Le stéréotype ‘Karen’ : une illustration des dynamiques sociales et genrées aux États-Unis

Lors d’un match de baseball des Phillies de Philadelphie vendredi dernier, une scène a rapidement attiré l’attention sur les réseaux sociaux. Un père de famille attrape une balle tombée dans le public pour la donner à son fils, lorsque soudain une spectatrice s’interpose et s’empare de l’objet. Cette confrontation, filmée et largement partagée, a vu l’inconnue être rapidement surnommée “Phillies Karen” en ligne.
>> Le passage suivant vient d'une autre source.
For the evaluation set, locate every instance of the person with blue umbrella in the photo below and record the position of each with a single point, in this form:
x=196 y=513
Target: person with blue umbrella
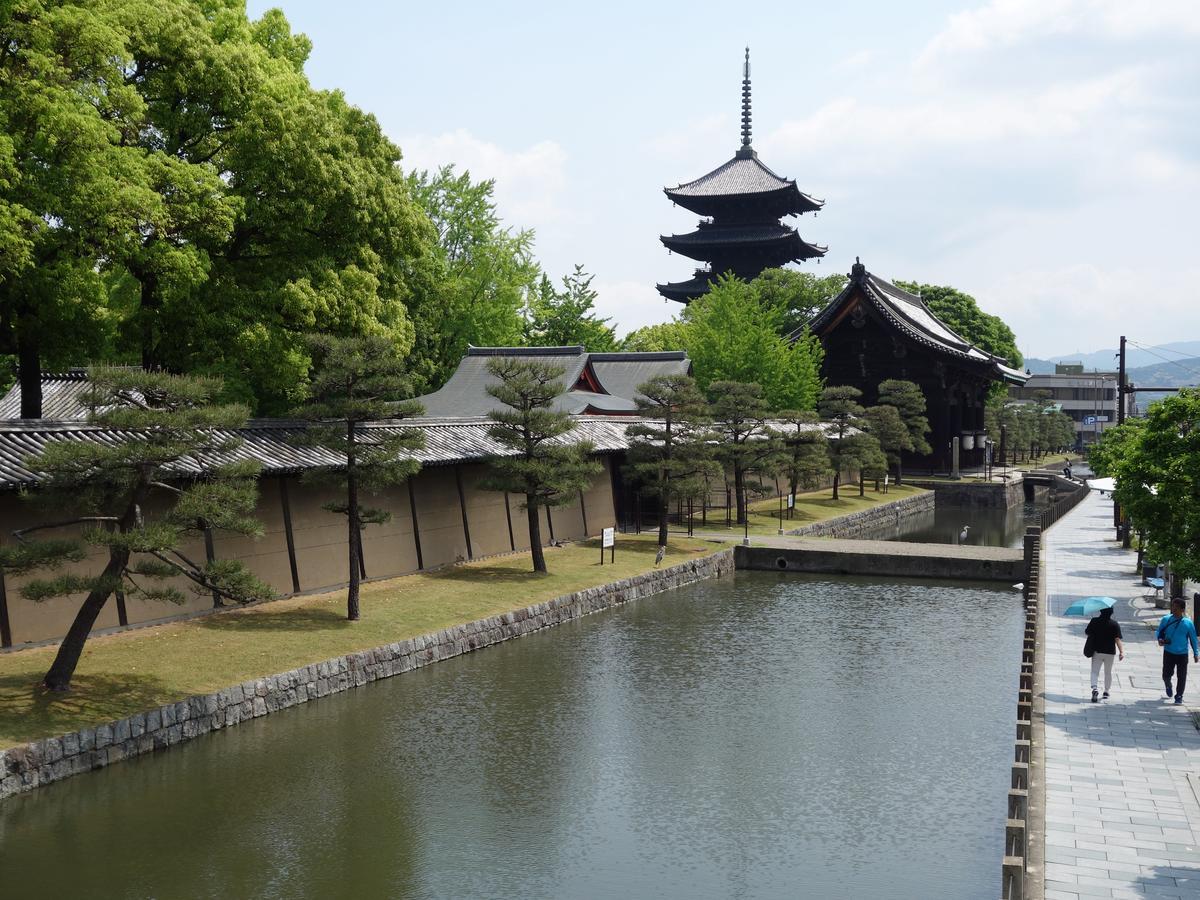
x=1104 y=640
Origines et usages du terme “Karen” aux États-Unis

Aux États-Unis, l’expression “I want to speak to your manager, now!” est devenue emblématique pour décrire des situations conflictuelles, notamment entre clients et employés. Ce cliché a contribué à la popularisation du terme “Karen”, apparu dans les années 2010, qui désigne un stéréotype de femmes blanches généralement d’âge moyen, qualifiées d’exigeantes ou d’intrusives.

Ce terme caricatural est souvent lié à des comportements perçus comme arrogants, donnant lieu à des débats viraux sur les réseaux sociaux, comme l’illustrent plusieurs événements récents, dont celui du match de baseball à Philadelphie.

Une expression au caractère controversé

Le terme “Karen” pose toutefois un défi en matière d’interprétation, en particulier du point de vue juridique et social. En juin dernier, un tribunal britannique a estimé que cette appellation pouvait revêtir un caractère péjoratif susceptible de s’apparenter à des discriminations fondées sur le racisme, le sexisme ou l’âgisme.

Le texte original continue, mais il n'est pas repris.